Health insurance is more important today than it has been in the past. Although it is difficult to make your budget stretch to cover savings, mortgage/rent, food, utilities, transportation, car insurance/maintenance, entertainment or eating out and extras, it is vital to do so.How would you cover all of these expenses if you were out of work--due to extended illness or serious injuries--and you exhausted your sick and annual leave?Health insurance provides a safety net which could help you recover more quickly should something unforeseen take place.
Instructions
1. Recognize the need for health insurance. Even if your current monthly budget does not allow an expensive plan, you can purchase a basic plan, then upgrade when your finances allow.Look over your budget and determine what you are spending for your mortgage/rent, utilities, food, gas, car payment, car insurance and maintenance and life insurance. Don't forget the extras, such as entertainment, DVD rentals, health club memberships, music lessons, hair and nail care. If you routinely deposit into a savings account, include this.After you have subtracted all of your expenses from your monthly income, you will see what is left--this will become your monthly budgeted payment for a health insurance plan.
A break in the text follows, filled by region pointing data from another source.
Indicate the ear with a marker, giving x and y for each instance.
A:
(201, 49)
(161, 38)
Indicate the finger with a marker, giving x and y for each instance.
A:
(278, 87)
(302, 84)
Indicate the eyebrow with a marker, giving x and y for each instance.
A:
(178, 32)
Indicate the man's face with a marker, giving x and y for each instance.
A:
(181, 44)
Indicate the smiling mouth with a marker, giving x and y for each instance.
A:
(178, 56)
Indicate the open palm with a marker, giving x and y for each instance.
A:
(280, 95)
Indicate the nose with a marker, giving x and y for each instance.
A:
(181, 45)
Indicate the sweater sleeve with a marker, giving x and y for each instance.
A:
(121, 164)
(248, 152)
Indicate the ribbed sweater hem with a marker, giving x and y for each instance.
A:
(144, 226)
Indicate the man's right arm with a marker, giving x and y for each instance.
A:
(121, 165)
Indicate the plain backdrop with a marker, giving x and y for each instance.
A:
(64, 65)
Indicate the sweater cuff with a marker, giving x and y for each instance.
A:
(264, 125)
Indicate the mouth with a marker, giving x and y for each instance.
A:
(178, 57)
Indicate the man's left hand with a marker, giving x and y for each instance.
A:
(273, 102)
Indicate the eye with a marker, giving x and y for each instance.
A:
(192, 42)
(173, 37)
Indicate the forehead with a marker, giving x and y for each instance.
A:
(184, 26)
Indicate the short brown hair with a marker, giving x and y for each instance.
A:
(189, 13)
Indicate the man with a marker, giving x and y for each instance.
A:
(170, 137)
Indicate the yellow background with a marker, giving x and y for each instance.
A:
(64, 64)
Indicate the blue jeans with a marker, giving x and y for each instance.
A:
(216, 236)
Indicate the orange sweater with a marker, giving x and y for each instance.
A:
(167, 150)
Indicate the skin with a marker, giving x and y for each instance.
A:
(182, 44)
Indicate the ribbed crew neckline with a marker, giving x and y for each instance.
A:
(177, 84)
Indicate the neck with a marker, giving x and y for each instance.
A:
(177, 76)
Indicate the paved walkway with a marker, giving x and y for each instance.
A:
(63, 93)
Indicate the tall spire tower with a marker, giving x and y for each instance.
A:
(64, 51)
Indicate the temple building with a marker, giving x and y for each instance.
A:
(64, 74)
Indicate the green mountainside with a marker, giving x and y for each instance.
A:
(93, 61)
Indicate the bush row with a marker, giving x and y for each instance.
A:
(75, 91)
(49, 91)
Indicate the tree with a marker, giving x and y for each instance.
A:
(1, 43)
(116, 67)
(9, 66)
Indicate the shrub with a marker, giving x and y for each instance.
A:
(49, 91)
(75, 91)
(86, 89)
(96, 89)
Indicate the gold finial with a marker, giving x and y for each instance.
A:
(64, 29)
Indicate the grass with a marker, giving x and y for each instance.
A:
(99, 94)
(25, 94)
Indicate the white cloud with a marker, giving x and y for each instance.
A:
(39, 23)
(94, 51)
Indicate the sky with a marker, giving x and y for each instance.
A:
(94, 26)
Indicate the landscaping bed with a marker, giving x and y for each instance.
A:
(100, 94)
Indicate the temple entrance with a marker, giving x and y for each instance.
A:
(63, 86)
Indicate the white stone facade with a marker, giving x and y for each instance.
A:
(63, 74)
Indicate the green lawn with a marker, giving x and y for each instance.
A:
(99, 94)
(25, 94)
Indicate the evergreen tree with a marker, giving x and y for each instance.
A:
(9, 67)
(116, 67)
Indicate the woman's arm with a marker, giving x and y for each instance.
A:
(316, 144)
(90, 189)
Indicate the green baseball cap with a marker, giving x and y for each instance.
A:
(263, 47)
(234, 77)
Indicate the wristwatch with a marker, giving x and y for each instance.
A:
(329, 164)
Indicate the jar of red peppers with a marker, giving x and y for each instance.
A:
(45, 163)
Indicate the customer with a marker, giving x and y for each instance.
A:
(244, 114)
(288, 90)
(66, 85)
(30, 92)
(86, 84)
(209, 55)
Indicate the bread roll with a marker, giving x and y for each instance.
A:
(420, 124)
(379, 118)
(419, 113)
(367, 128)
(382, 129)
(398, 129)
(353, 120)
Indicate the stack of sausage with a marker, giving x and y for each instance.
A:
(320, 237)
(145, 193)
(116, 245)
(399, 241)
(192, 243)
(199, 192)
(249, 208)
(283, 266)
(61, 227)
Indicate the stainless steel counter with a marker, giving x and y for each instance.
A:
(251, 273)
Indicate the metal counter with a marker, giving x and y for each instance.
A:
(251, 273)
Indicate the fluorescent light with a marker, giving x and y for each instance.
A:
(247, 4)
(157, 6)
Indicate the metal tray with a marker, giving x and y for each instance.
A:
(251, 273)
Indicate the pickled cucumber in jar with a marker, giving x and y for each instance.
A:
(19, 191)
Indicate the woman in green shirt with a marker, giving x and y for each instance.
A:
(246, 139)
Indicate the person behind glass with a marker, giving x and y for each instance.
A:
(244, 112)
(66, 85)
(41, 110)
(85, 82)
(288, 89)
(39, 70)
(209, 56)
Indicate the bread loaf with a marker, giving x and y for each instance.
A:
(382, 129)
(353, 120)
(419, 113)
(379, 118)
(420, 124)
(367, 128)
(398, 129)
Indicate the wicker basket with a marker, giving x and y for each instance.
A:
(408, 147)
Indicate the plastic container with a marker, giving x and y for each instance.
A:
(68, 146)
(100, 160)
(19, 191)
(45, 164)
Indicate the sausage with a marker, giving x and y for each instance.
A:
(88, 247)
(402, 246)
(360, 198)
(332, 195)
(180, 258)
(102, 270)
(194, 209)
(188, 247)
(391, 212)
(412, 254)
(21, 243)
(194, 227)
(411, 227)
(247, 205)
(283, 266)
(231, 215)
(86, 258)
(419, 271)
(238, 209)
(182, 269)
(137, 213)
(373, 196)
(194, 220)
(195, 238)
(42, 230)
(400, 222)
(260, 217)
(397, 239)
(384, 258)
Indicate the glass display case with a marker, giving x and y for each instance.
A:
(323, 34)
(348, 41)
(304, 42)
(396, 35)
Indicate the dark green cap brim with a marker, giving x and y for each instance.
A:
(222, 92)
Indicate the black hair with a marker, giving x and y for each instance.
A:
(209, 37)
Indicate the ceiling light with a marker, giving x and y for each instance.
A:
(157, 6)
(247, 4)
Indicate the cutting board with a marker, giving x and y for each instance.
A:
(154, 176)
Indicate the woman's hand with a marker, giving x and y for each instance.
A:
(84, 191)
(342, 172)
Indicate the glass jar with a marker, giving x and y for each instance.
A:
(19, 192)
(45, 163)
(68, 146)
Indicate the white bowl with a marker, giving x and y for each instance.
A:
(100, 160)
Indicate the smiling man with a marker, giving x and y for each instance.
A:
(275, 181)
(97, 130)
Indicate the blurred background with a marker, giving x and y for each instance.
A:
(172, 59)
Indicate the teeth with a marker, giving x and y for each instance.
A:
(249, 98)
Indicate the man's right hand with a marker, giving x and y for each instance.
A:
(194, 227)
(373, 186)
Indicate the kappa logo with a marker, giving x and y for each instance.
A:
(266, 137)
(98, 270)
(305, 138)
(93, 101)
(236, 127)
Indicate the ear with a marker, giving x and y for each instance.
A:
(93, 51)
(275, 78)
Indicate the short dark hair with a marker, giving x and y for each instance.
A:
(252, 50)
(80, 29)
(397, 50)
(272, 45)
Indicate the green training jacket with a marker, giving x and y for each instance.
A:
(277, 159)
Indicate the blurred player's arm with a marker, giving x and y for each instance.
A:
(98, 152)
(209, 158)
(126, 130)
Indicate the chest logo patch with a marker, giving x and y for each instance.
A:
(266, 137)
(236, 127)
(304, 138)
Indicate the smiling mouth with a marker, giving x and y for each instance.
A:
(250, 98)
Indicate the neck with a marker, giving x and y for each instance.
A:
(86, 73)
2. Look at your budget again and try to "find" money, if you do not have much left over. Some examples include cutting back--but not cutting out--your entertainment budget. If you visit the movie theater every weekend, try to cut back to every other weekend. If you go to the late show, visit the matinée more often. This will cost less. Perhaps you could buy fewer CDs or DVDs. One good area in your budget is prescription medications. If you take name-brand medicine, ask your doctor if a generic formulation would work just as well. If so, visit a store such as Walgreens or Wal-Mart and buy your medications for much less than you have been accustomed to doing in the past. Steps such as these may help you increase the cash in your budget so you can afford a health plan with more coverage.
3. Research the different insurance companies. There are many very good companies with good health plans out there. This article is not an endorsement of any company or plan. Call insurance companies such as Blue Cross/Blue Shield, Aetna, Liberty, United American, United Healthcare and Aflac. If your employer does not provide health insurance or if you choose to buy your own insurance, this research is vital.You can also conduct your research online, but please be aware that any personal information you enter into search engines will wind up being sent to different insurance companies; you may receive several phone calls.Based on what you learn from your research and what you have decided you can afford to budget, contact a company which has the plans and coverages you need.Try not to budget too much. You don't want to buy too much insurance. If you do this, you run the risk of being unable to pay for your premiums--your plan will lapse and could be canceled.
4. Take a good look at your past and current health status. If you have a chronic condition, the insurance company you choose may have to "rate" your policy. That is, your policy will cost you more because of that health issue. If the issue is serious enough, the company can write an "exclusionary" rider, meaning your condition can be excluded from coverage. However, if that condition improves, you can ask your insurance provider to remove that rider. A rider is simply language in your individual policy which details what will--or will not--be covered.Be honest with field representatives about your health. If you are less than forthcoming about any conditions you may have and the insurance provider learns about these conditions, your coverage could be revoked. By openly discussing your health condition(s), the worst that could happen to you would be a rated policy or a rider which does not pay for those conditions for a period of up to one year.
5. You have now entered the time when you are actively interacting with various health insurance providers. You may be given several options regarding different levels of coverage you might want to buy. These different levels will cost more as you buy more. If you are a younger insurance buyer, you will pay less than if you were 40 or older. Again, if your budget does not allow for very much, opt for a more basic plan; at any time when you feel your budget has expanded and you can afford more coverage, your insurance company will be more than happy to upgrade your coverage level.
6. Choose the company you want to work with. The variables you feel are most important will be different from what another person may feel to be important. Look at the willingness of your chosen insurance company to answer questions and help you to find the plan most appropriate for you and your family.
7. Look at the plans you are the most interested in. Do a side-by-side comparison. Look at level of coverage and how much it costs. Look at what is included--inpatient, surgical, outpatient and doctor's visits. Which plan offers the most for your desired budget? Can you have your premiums drafted out of your account or do you have to write a check and mail it? Can you make payments online? Which plan offers you a good deductible with an affordable premium? You will have a lower premium if you choose a higher deductible.Be ready to sit down in an interview with a field representative from the company you have chosen. This interview will last approximately 1 hour to 1 1/2 hours. Your agent will fill out an application, accept your first month's premium-in a check-and issue a conditional receipt to you.